Jackdaws by Ken Follett (Pan)

I just finished Ken Follett’s Jackdaws, and honestly, it’s classic Follett, exactly what you’d expect. The story follows Flick Clairet, a sharp British agent who has to pull together an all-women team to blow up a Nazi telephone exchange right before D-Day. Their first try falls apart, time’s running out, and the German counterintelligence officer Dieter Franck is closing in, step by step. It is a high-stakes, cinematic setup that keeps the pages turning through sheer momentum.

Flick is a capable, no-nonsense protagonist who carries the weight of the mission with a grit that feels authentic to the era. Her growth is tied to the necessity of leadership under impossible pressure, and her team, a motley crew of women with various backgrounds, provides some necessary friction. Dieter Franck is a formidable antagonist; he is intelligent and chillingly efficient, which makes the cat-and-mouse game work. While the characters follow established archetypes, they serve the purpose of driving the action forward without much stalling.
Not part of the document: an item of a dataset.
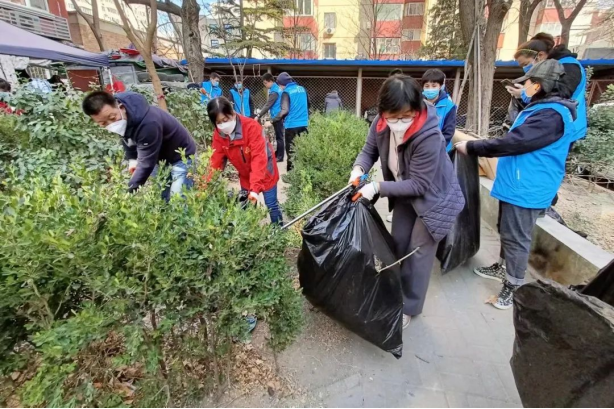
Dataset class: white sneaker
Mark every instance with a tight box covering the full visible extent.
[403,314,411,330]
Follett sticks to what he knows works. The pace doesn’t let up, and there’s this almost surgical focus on the nuts and bolts of sabotage, logistics, and the ever-present risk of betrayal. If you’ve read his other thrillers, you’ll recognize the structure, almost like he’s following a formula. It’s efficient, it works, but you’re rarely surprised. 
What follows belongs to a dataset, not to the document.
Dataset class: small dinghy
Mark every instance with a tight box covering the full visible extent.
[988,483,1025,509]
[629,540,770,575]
I’d give it a 3.5 out of 5. It highlights the often-overlooked role of women in wartime intelligence, a topic that remains a relevant conversation today regarding recognition and leadership. My main criticism is that the narrative follows the Follett pattern so closely that the uniqueness of the Jackdaws themselves occasionally gets buried under the genre requirements. It is a solid, professional piece of work that honors the courage of the French Resistance, even if it feels like a familiar road.

We always talk about heroism in history, but Jackdaws makes it personal: how would you handle a mission with everything on the line and no time left? Our everyday worries look pretty small next to a Nazi stronghold, but at its core, the book is about showing up when it counts. Maybe we could all use that reminder. If you’re after a lean, straight-up thriller without the filler, this one delivers.